Олеся горько улыбнулась:
— Я все знаю, Леонид Вячеславович. И цену вашей дружбы. И вашу роль в том, что я здесь оказалась…
— А вы гораздо умнее, чем можно подумать после чтения ваших показаний. Ну что ж… Раз между нами не осталось никаких недоговоренностей, давайте начистоту. Моя вина в том, что вы здесь оказались, минимальна. Вы, к своему несчастью, попали под колеса машины, которая не знает пощады и жалости. И имя этой машины — большой бизнес.
— Но я же не машина, я человек…
— Да, дорогая Олеся, я понимаю. И я тоже не всесилен. Я все лишь человек, а не… не бульдозер…

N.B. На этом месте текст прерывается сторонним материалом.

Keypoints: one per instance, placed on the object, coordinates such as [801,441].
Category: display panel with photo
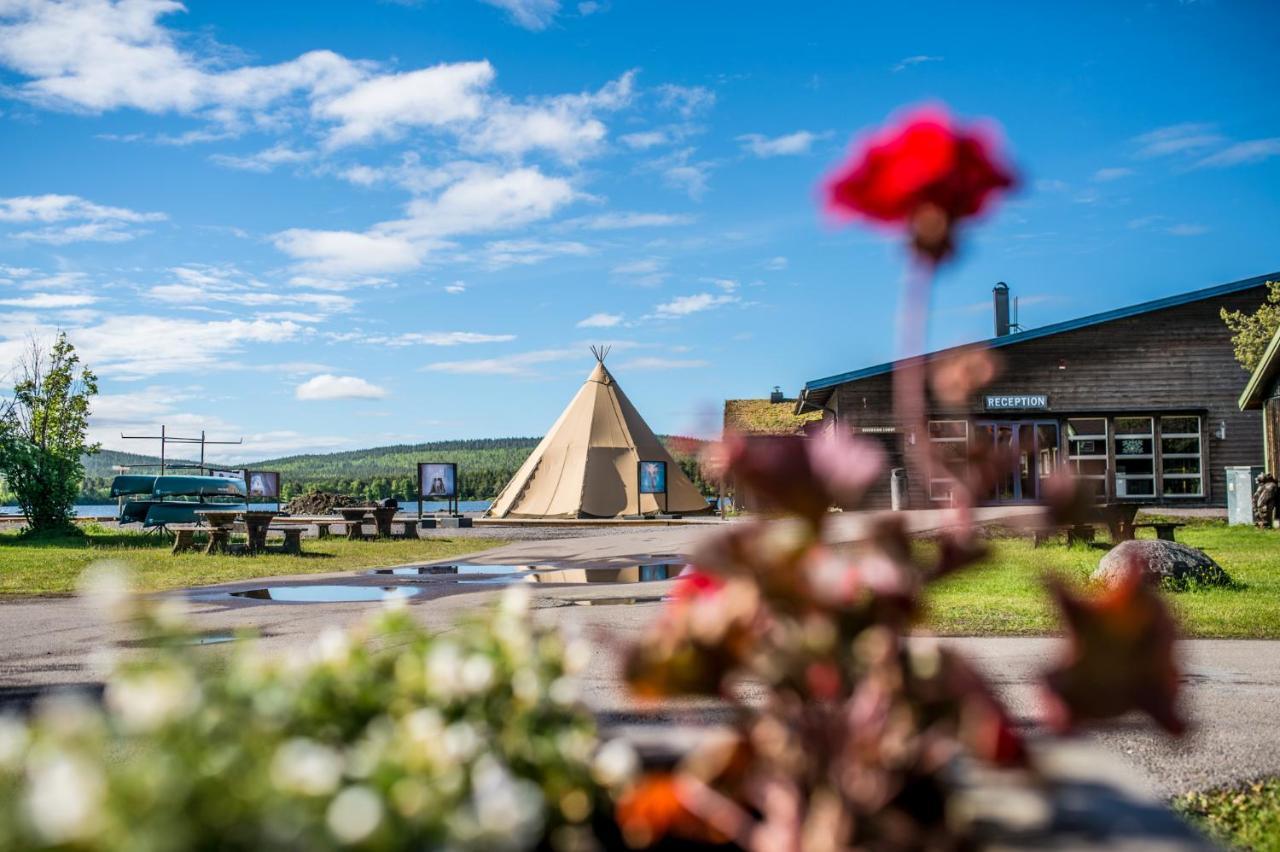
[438,480]
[263,484]
[653,477]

«Тьфу, черт, — сплюнул Форс. — Привязался ко мне этот бульдозер. Чистый Фрейд. А еще юрист. Надо получше следить за своей речью».
— …это я в том смысле, что не могу все смести со своего пути. Но! Ситуация сложилась так, что сейчас я не только хочу, но и могу вам помочь.

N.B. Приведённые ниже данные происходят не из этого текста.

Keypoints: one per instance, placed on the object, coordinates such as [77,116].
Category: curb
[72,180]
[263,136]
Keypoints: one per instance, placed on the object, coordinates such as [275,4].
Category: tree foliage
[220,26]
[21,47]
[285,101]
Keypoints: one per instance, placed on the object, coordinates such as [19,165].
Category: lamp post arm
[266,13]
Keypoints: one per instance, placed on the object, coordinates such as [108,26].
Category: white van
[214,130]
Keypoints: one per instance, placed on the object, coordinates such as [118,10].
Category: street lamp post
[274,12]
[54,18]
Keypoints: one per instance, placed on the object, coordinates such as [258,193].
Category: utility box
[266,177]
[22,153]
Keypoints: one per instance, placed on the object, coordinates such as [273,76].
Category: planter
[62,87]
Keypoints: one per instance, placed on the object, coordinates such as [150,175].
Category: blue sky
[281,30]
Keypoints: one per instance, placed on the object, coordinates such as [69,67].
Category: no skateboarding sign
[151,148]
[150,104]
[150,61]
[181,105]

Олеся расплакалась самым бесстыдным образом:
— Форсик, милый вы мой, пожалуйста, вызволите меня отсюда. Как подумаю, что вся жизнь пройдет в четырех стенах… и не день, не два, а годы, понимаете, ГОДЫ!!! Так страшно становится…
— Понимаю.
— Ничего вы не понимаете! Это невозможно понять. Ведь я же выйду отсюда старухой, понимаете? Всю жизнь провести вот в такой камере…
— Олеся, успокойтесь. Поверьте, я вас понимаю, как никто. Я ведь для того и пришел, чтобы помочь вам… Возьмите платок, утрите слезы.